Den ersten Song habe ich sicher schon nach etwa drei Monaten geschrieben, die nächsten sind ziemlich schnell hinterher gekommen... Ich habe allerdings eine Weile gebraucht um mir einzugestehen, dass ich ganz offensichtlich ein Album aufnehme. Sicher erst nach sieben Songs oder so.
Es befinden sich auf dem Album teils ernstzunehmende und teils nicht ganz so ernstzunehmende Stücke. Welche Lieder haben dir beim Songwriting mehr Spaß gemacht und welche Songs machen dir live am meisten Spaß?
Ich mag es sehr, mit dem Kontrast von anarchischem Humor und Tiefe zu spielen, am allerbesten im gleichen Song! Am tollsten finde ich es, wenn man in einem Song über die erste Strophe lacht und über die dritte weint. "Pechmarie" ist ein bisschen so ein Lied, deswegen ist es für mich auch irgendwie ein zentrales Stück... Live macht ehrlich gesagt die ganze Platte total Spaß, weil die Sachen ja zum großen Teil recht, ähm, schmissig sind, und da machen wir zu sechst schon ganz gut Alarm auf der Bühne. Aber auch die zarteren Sachen sind für mich ganz, ganz toll, vor allem durch die wunderschönen Backinggesänge von Jarita Freydank und Miss Kenichi....
Auf dem Album spielen Tiere in vielen Songs eine zentrale Rolle, wie beispielsweise "Opossum". Kannst du dir auch vorstellen irgendwann mal ein Konzeptalbum nur mit Texten über Tiere zu veröffentlichen?
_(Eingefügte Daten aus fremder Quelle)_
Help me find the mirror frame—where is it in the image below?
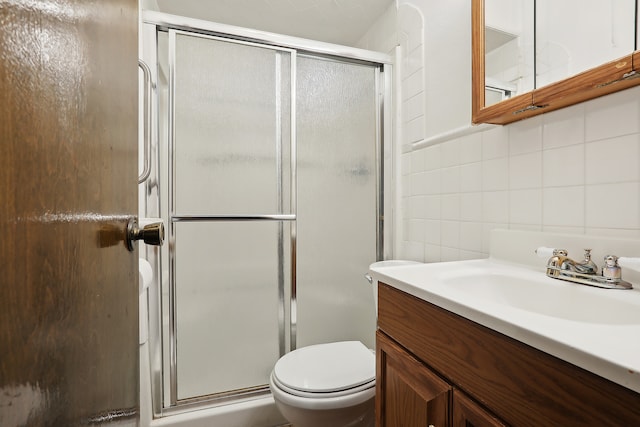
[471,0,640,125]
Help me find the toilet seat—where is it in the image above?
[271,341,375,398]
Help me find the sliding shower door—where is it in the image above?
[294,56,380,348]
[152,21,382,408]
[169,31,295,401]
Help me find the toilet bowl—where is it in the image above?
[269,341,376,427]
[269,260,415,427]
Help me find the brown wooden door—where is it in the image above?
[0,0,139,427]
[376,332,452,427]
[453,390,506,427]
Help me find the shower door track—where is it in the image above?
[171,214,296,222]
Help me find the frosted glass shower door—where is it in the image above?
[296,56,381,348]
[169,31,295,401]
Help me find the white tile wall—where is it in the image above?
[396,88,640,262]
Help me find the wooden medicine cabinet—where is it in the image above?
[471,0,640,125]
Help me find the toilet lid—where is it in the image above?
[273,341,376,393]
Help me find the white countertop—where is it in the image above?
[370,231,640,393]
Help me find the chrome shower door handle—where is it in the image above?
[127,218,164,251]
[138,59,153,184]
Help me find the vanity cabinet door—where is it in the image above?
[452,390,506,427]
[376,331,452,427]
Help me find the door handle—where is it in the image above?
[127,218,164,252]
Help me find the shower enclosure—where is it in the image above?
[143,13,390,414]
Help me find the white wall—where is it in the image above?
[368,0,640,262]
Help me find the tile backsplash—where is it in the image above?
[396,87,640,262]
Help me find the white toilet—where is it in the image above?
[269,261,414,427]
[269,341,376,427]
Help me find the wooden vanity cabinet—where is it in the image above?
[376,331,505,427]
[376,283,640,427]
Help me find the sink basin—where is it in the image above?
[442,270,640,325]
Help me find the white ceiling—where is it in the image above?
[149,0,396,46]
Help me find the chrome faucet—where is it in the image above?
[536,248,632,289]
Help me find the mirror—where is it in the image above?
[472,0,640,124]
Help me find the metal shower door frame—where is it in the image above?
[167,29,296,406]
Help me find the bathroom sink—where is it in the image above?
[441,269,640,325]
[370,230,640,393]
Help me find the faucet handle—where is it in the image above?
[602,255,622,279]
[535,246,568,258]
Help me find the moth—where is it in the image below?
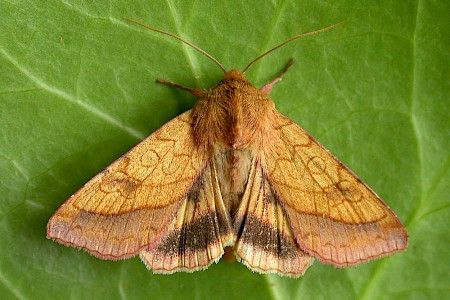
[47,20,408,277]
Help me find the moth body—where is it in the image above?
[192,70,275,215]
[47,21,408,277]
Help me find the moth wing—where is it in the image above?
[261,114,408,267]
[234,160,314,277]
[47,111,207,259]
[140,164,235,273]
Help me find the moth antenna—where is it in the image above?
[242,21,347,73]
[124,18,227,73]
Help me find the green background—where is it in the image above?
[0,0,450,300]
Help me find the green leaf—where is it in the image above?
[0,0,450,299]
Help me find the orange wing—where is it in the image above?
[234,161,314,277]
[47,111,207,259]
[261,113,408,267]
[140,164,236,273]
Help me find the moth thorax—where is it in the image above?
[213,147,254,214]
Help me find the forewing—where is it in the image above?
[140,165,235,273]
[261,114,408,266]
[47,111,207,259]
[234,161,314,277]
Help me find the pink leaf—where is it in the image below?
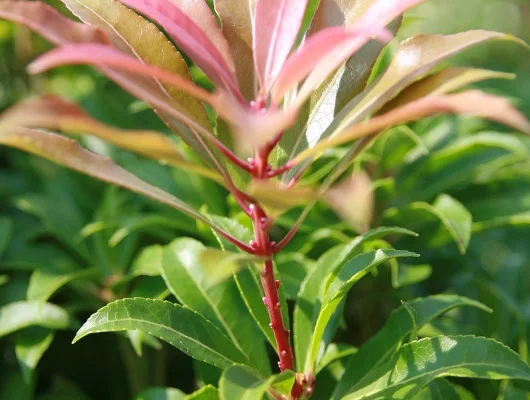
[254,0,307,93]
[273,27,392,104]
[0,1,109,44]
[171,0,236,73]
[283,0,425,105]
[120,0,243,100]
[28,44,215,103]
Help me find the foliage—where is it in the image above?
[0,0,530,400]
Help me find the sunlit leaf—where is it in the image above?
[0,301,74,337]
[219,365,294,400]
[331,295,491,400]
[294,227,415,370]
[74,298,251,368]
[305,250,418,373]
[324,171,375,233]
[134,387,186,400]
[293,91,530,164]
[386,194,473,254]
[162,239,269,373]
[0,128,218,230]
[344,336,530,399]
[15,327,55,384]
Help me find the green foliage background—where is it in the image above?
[0,0,530,400]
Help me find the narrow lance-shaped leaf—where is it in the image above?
[385,194,473,254]
[344,336,530,400]
[380,67,515,114]
[294,227,416,370]
[413,378,475,400]
[0,96,223,183]
[219,365,294,400]
[278,0,424,106]
[330,30,523,132]
[292,90,530,164]
[253,0,307,94]
[0,128,219,231]
[59,0,223,172]
[214,0,257,101]
[74,298,250,369]
[15,327,55,384]
[331,295,491,400]
[162,239,270,374]
[120,0,240,97]
[305,250,418,374]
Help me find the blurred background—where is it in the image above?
[0,0,530,400]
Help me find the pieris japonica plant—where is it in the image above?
[0,0,530,399]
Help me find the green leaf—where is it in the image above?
[162,239,270,374]
[0,128,217,230]
[294,227,416,370]
[0,217,13,260]
[305,250,419,373]
[185,385,219,400]
[27,267,100,302]
[0,301,74,337]
[316,343,357,375]
[332,295,491,400]
[219,365,294,400]
[385,194,473,254]
[211,217,289,351]
[15,327,55,384]
[134,387,186,400]
[344,336,530,400]
[413,379,475,400]
[73,298,248,368]
[401,300,418,342]
[392,264,432,289]
[333,30,522,130]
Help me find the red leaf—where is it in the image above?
[120,0,243,101]
[273,27,392,104]
[28,44,215,103]
[286,0,425,104]
[0,1,110,44]
[254,0,307,93]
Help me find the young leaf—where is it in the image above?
[330,30,523,129]
[116,0,240,97]
[214,0,257,101]
[344,336,530,400]
[0,128,217,231]
[56,0,223,172]
[219,365,294,400]
[413,378,475,400]
[292,90,530,164]
[380,67,515,113]
[294,227,416,370]
[0,217,13,260]
[0,0,109,44]
[162,239,270,374]
[253,0,307,94]
[15,327,55,384]
[387,194,473,254]
[73,298,248,368]
[134,387,186,400]
[0,97,218,182]
[331,295,491,400]
[305,250,419,374]
[0,301,75,337]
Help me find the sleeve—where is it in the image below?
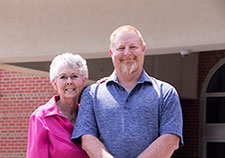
[71,85,98,143]
[159,87,183,146]
[27,112,49,158]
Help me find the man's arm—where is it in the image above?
[138,134,180,158]
[81,134,114,158]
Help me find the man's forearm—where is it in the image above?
[138,134,180,158]
[81,134,114,158]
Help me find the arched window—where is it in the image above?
[202,59,225,158]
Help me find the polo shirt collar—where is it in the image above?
[45,96,59,117]
[106,69,152,84]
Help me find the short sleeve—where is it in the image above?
[160,86,183,146]
[71,85,98,143]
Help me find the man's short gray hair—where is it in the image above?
[49,53,88,83]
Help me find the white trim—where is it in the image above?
[200,58,225,158]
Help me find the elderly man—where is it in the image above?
[72,26,183,158]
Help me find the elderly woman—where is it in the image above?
[27,53,88,158]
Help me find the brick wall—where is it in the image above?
[0,68,54,158]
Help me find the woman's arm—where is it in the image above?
[81,134,114,158]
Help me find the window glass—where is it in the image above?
[206,97,225,123]
[207,64,225,92]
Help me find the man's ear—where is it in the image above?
[52,79,57,91]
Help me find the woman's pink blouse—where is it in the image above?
[27,96,88,158]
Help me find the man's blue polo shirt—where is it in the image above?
[71,70,183,158]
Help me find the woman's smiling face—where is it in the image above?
[52,65,85,99]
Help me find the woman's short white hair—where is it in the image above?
[49,53,88,83]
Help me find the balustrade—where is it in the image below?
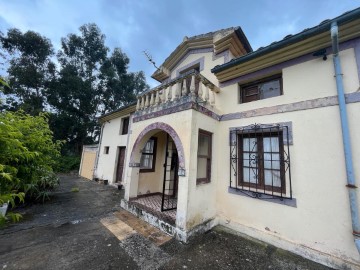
[136,71,219,111]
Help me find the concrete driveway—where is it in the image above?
[0,175,328,270]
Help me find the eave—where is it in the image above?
[151,27,252,82]
[98,103,136,124]
[212,9,360,82]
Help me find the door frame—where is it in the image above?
[114,146,126,183]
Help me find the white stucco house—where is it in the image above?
[88,9,360,269]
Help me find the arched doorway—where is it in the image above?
[129,123,185,224]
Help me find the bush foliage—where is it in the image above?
[54,155,81,173]
[0,111,62,225]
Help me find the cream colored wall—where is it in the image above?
[216,48,359,114]
[216,104,360,263]
[212,44,360,264]
[187,111,219,229]
[125,110,192,230]
[95,116,128,183]
[137,132,166,195]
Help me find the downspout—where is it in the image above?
[330,22,360,253]
[93,122,106,178]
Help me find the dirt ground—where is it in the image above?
[0,175,329,270]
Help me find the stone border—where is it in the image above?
[228,187,297,208]
[220,92,360,121]
[129,122,185,170]
[133,92,360,123]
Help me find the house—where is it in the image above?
[91,8,360,269]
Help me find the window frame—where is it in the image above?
[140,137,157,173]
[237,131,286,193]
[120,116,130,135]
[196,129,213,185]
[239,74,284,104]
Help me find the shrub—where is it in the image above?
[54,156,81,173]
[0,111,62,227]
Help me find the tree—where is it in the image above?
[0,28,55,115]
[46,24,148,153]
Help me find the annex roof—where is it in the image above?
[211,8,360,82]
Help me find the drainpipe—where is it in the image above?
[330,22,360,253]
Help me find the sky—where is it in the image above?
[0,0,360,87]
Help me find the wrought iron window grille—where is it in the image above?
[229,124,293,200]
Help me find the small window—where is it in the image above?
[140,137,157,172]
[240,75,283,103]
[121,117,129,135]
[196,130,212,184]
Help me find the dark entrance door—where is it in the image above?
[116,147,126,183]
[161,135,179,211]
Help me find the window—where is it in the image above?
[140,137,157,172]
[230,124,292,198]
[121,117,129,135]
[240,75,283,103]
[196,130,212,184]
[238,132,285,192]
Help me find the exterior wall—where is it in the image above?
[211,45,360,268]
[120,38,360,269]
[79,145,98,180]
[171,51,224,85]
[125,110,192,231]
[187,111,219,229]
[95,116,130,183]
[137,132,166,195]
[216,48,359,114]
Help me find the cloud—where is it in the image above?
[0,0,358,86]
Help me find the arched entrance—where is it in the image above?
[129,122,185,224]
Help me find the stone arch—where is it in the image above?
[130,122,185,170]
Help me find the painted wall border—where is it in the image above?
[220,38,360,87]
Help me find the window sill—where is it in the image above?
[196,179,211,186]
[139,169,155,173]
[228,187,297,208]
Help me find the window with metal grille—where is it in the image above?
[230,124,292,199]
[140,137,157,172]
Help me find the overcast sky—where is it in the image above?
[0,0,360,87]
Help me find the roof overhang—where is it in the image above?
[151,27,252,82]
[98,103,136,124]
[211,8,360,82]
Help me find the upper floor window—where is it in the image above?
[240,75,283,103]
[121,117,130,135]
[140,137,157,172]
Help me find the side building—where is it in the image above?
[94,104,136,185]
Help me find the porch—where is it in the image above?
[129,193,177,226]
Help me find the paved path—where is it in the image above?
[0,176,328,270]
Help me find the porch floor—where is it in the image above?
[129,194,177,225]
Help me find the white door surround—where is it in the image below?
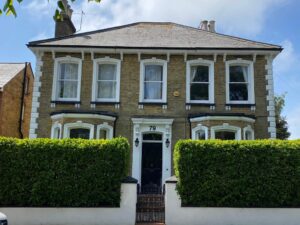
[132,118,173,188]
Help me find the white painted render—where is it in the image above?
[0,184,137,225]
[165,180,300,225]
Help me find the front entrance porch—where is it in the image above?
[132,118,173,194]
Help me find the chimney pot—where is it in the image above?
[55,0,76,38]
[199,20,208,30]
[208,20,216,33]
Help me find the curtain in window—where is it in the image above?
[97,64,117,99]
[190,66,209,100]
[229,66,249,101]
[144,65,163,100]
[58,63,78,98]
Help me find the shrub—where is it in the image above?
[0,138,129,207]
[174,140,300,207]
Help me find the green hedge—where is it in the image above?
[174,140,300,208]
[0,138,130,207]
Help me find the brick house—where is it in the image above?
[0,63,34,138]
[28,4,282,192]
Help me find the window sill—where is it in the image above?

Ich denke eher, dass ich irgendwann demnächst mal das Tiergedichte-Projekt weitertreiben und ein Buch daraus machen muss. Dafür fehlen mir aber noch ein paar neue Gedichte, bisher sind es nur ca 15... Ich finde, dass man über Tiere toll Sachen über Menschen erzählen kann, eigentlich ist jedes Gedicht ja eine klassische Fabel. Auch das Opossum verhält sich ja nur all zu menschlich, indem es, wenn ihm die Welt zu komplex wird, einfach hintenüberfällt und sich tot stellt. Das machen die meisten von uns ja auch ganz gerne!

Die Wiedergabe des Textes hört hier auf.